In questa raccolta non sono
presenti i libri Apocrifi(1),
in quanto ritenuti non ispirati e quindi non facenti parte del Canone(2)
biblico.
Il tema centrale di tutta la Bibbia è Cristo,
dalla preparazione dell’A.T.
alla rivelazione del N.T
La Bibbia non si colloca sul piano scientifico o filosofico, essa si occupa
di ciò che concerne il rapporto tra Dio e l’uomo e il suo bisogno di
salvezza.
La Bibbia non è un manuale di scienze,eppure è in armonia con la scienza
moderna. Galileo Galilei(1564-1642), per le sue teorie sulla rotondità della
terra fu accecato perché, secondo i religiosi del tempo, esse erano
contrarie alle affermazioni della Bibbia. La Scrittura, invece affermava,
già nel 700 a.c., che la terra era un globo (Isaia40:22).

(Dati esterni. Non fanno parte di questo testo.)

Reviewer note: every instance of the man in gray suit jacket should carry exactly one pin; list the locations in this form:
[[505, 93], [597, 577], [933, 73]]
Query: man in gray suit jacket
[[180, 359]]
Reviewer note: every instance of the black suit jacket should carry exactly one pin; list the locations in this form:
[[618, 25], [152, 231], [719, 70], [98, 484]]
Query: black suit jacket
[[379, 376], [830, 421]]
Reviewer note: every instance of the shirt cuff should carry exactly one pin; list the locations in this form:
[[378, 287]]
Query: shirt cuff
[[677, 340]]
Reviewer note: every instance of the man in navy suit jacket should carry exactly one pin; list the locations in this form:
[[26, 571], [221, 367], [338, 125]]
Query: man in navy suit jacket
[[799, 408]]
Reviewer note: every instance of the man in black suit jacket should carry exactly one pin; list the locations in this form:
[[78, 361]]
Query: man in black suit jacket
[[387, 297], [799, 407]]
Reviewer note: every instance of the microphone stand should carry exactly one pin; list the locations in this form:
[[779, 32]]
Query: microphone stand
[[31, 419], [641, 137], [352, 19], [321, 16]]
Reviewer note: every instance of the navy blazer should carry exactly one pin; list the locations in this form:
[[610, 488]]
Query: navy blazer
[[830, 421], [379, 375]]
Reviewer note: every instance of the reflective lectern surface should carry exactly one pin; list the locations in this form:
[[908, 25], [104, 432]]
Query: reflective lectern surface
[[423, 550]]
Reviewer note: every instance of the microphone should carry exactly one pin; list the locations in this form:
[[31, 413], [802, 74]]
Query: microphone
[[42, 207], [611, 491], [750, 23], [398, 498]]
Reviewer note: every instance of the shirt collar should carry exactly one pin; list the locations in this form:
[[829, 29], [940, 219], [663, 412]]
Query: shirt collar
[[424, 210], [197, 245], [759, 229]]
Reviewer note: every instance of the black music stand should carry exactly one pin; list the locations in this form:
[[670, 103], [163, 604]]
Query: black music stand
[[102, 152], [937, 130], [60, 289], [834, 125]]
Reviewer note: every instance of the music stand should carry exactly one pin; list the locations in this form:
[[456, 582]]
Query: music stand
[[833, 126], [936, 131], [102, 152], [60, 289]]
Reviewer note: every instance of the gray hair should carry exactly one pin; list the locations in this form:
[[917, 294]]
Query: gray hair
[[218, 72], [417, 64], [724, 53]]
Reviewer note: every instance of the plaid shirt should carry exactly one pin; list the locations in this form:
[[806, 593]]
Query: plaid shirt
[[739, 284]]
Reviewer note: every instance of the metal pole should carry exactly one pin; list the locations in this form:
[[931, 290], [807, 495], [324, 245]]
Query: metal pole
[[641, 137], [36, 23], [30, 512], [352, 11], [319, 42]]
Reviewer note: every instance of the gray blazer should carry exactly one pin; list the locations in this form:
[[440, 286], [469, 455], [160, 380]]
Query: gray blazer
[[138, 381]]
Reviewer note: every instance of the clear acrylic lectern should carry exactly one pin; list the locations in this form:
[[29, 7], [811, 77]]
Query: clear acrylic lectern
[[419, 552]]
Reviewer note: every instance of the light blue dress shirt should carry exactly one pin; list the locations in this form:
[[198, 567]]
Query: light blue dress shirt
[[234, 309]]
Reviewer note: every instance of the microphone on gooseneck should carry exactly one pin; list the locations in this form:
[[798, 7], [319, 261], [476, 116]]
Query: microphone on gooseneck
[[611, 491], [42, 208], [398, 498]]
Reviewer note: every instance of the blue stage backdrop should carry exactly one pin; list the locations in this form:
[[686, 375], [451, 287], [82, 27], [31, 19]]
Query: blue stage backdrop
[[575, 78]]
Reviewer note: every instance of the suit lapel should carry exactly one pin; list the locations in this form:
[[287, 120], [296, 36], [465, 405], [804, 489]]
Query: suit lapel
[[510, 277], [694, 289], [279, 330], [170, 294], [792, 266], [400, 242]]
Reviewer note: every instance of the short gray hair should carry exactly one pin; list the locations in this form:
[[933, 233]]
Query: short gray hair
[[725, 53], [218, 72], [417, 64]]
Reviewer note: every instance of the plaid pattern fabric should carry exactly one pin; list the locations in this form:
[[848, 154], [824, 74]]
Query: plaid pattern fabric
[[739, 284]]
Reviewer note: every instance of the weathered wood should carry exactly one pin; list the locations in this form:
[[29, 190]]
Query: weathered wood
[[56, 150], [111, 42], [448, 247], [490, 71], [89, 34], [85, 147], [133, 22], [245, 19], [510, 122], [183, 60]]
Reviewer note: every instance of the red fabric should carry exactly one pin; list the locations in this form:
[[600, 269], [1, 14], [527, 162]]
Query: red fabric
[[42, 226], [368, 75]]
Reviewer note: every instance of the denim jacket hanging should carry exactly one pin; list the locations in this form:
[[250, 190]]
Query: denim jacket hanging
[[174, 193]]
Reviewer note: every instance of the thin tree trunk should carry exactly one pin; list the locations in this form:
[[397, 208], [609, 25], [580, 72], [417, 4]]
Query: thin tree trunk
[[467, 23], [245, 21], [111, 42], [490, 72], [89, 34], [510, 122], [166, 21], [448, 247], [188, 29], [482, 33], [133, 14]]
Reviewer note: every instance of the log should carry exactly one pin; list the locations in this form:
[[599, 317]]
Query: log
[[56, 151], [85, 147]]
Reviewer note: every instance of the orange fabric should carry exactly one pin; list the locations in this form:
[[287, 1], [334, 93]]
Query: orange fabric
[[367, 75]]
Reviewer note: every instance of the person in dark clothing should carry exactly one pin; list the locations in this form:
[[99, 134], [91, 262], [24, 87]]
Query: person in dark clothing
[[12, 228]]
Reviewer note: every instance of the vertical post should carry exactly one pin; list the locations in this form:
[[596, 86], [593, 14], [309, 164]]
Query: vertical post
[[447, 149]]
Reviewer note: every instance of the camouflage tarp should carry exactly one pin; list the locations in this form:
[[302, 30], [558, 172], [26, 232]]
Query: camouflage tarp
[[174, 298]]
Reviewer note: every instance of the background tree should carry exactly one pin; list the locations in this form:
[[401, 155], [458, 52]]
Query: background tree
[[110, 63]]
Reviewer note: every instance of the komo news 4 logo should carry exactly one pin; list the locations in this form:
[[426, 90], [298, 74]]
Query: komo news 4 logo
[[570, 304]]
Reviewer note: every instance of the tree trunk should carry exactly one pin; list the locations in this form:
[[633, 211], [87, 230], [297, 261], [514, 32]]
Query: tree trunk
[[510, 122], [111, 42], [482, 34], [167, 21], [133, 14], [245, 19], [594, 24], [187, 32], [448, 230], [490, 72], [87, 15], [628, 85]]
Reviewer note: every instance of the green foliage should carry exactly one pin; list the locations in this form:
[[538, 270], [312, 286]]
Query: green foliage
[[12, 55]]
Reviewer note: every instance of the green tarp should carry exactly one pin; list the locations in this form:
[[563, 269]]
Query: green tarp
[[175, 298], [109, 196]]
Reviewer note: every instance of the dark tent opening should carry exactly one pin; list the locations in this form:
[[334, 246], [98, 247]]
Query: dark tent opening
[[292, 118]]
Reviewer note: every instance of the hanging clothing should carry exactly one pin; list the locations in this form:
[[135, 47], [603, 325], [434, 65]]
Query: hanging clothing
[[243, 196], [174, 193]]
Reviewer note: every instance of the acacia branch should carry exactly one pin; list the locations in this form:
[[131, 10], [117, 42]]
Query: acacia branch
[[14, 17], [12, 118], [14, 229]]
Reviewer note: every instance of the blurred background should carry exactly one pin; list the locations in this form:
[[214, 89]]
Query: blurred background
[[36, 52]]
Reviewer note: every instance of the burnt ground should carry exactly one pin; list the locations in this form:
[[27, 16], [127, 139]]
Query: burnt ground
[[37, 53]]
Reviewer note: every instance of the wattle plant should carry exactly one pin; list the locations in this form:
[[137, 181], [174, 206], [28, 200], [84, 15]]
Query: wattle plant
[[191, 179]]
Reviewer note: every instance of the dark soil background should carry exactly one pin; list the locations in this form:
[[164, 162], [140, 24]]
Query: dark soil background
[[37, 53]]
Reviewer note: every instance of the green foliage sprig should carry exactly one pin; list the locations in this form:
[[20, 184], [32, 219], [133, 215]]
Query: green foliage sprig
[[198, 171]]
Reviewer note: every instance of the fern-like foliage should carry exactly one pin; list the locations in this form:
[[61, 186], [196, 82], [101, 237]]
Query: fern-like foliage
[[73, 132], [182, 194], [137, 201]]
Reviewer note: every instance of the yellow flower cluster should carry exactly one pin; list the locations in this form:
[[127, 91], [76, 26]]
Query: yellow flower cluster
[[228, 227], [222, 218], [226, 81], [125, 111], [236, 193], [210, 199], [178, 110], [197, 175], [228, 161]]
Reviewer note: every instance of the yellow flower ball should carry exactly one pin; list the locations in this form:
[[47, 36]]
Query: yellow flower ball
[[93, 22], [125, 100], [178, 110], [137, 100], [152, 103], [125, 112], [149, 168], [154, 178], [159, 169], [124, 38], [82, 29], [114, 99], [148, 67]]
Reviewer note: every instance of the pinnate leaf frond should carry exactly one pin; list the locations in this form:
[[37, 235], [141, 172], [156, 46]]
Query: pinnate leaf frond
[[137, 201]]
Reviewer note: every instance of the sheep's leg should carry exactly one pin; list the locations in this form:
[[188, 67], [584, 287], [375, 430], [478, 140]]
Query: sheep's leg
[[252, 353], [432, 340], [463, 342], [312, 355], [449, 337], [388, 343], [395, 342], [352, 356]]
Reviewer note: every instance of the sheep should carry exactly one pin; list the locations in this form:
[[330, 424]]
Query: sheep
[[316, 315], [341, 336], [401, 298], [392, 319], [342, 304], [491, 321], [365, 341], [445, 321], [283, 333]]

La Bibbia è stata scritta da circa 40 scrittori diversi, in luoghi diversi e
in un periodo di tempo di circa 1600 anni, da Mosè a Giovanni(3), ed anche
in diverse lingue, eppure Essa dimostra la sua unità e la sua armonia come
se fosse stata scritta da un solo autore.
Ma ciò che è più rilevante, è quello che la Bibbia compie attraverso il suo
messaggio nella vita e nel cuore degli uomini.
Se l’uomo avesse potuto salvare se stesso,Gesù non sarebbe venuto; Dio dà
prova del fallimento dell’uomo attraverso la legge data a Mosè. A causa
della debolezza morale conseguenza della caduta d’Adamo (4), l’umanità
acquisisce una notevole inclinazione alla trasgressione e, in questa
condizione di separazione da Dio, l’uomo diventa fortemente egocentrico.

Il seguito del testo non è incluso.